Although breast reconstruction is normally done after a mastectomy, it can be worthwhile for women with significant distortion or asymmetry of the breast following a segmentectomy or lumpectomy. Surgical reconstruction of the breast is an option being taken up by increasing numbers of women.
Each of the many possible techniques for breast reconstruction has its own merits and disadvantages, and any one of several may be suitable for a particular woman. However, what is most appropriate for one woman may not be appropriate for another, and it is important that before undergoing any type of breast reconstruction, you discuss your options with your reconstructive surgeon so that, between you, you can choose the most suitable one.
Breast reconstruction can involve using only the woman’s tissues, imported to the chest from another part of her body, or implanting an artificial prosthesis with or without the use of the woman’s own tissues.
Prosthetic reconstruction
Reconstruction of the breast with a prosthesis, or implant, can usually be done immediately after a mastectomy, thus making use of the existing mastectomy incision, and requiring very little additional operative time. However, reconstructing a breast to match a normal ‘droopy’ breast is difficult with prosthesis alone.
The prosthesis itself consists of a silicone envelope which can be filled with various liquids or gels to mimic the consistency of normal breast tissue beneath the skin.
The recent controversy about the long-term safety of silicone gel as a filling for breast implants has led to the current restrictions on its use in the USA. The Health Department in the UK does not consider there is sufficient evidence to warrant such restrictions, and therefore this type of prosthesis is still widely used in the UK. You should discuss with your reconstructive surgeon the advantages and disadvantages of each of the different fluid fillings before you make a decision.
If there is not enough skin remaining on your chest after a mastectomy to allow the simple placement of a prosthesis beneath it, skin may have to be imported from another part of the body, usually the back or upper abdomen, to create a space for the prosthesis.
A possible alternative to importing skin is to expand the existing skin of the chest by inserting a special balloon beneath it, which is then gradually inflated with a salt solution over a period of weeks or months until the correct size of breast is achieved. Once the skin has been stretched sufficiently, the balloon can be removed and replaced by a soft, permanent prosthesis. To recreate the natural droop (ptosis) of the breast, the skin is over-expanded before the implant is inserted.

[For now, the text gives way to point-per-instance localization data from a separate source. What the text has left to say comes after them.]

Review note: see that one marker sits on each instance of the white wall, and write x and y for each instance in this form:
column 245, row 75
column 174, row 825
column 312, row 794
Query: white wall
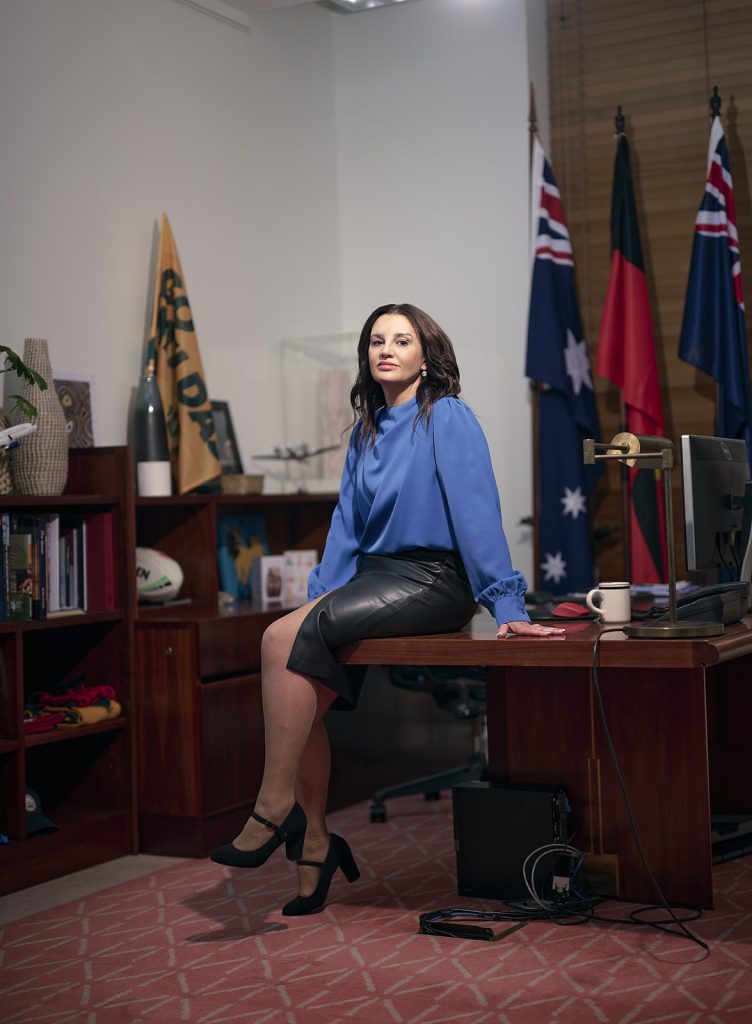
column 432, row 101
column 114, row 111
column 311, row 169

There are several special ’tissue expanders’ which can be used which already contain the permanent prosthesis and which do not therefore need to be removed once expansion of the skin is completed, although a minor surgical procedure may be necessary to remove the filling valve.
For women whose pectoralis major muscle is still intact, the tissue expanders can be placed in a pocket underneath this muscle rather than directly under the skin. This helps to reduce the risk of complications occurring in the future, particularly for women who have had radiotherapy, which damages the blood vessels in the skin, and may weaken it and make it more likely to allow protrusion of a breast prosthesis.
Although good cosmetic results can be obtained by tissue expansion, and an artificial nipple can be created with a skin graft, it should be understood that, as with all methods of reconstruction, a perfect breast cannot be refashioned in this way.
Side-effects of prosthetic reconstruction
If an infection develops following prosthetic reconstruction, the implant may have to be removed, at least temporarily. Protrusion of the implant may occur if the skin has been weakened for any reason, e.g. by radiotherapy or an infection.
Although the body generally tolerates the foreign material of a prosthesis, a capsule of fibrous tissue forms around it as the body walls it off. In some women, the fibrous tissue becomes thick, and the capsule it has formed around the implant contracts, thus altering the shape of the prosthesis and causing a marked firming in the texture of the reconstructed breast. When this complication – known as capsular contracture – does occur, it is most likely to do so within the first year or two after the implant has been inserted, although it is possible many years later. The breast may become hard and painful, and sometimes further surgery is necessary to regain the desired breast shape or to remove the implant.
Other possible complications of prosthetic reconstruction include the implant moving from its original position, or leaking or deflating. Surgery may be necessary in these cases to reposition or replace the prosthesis.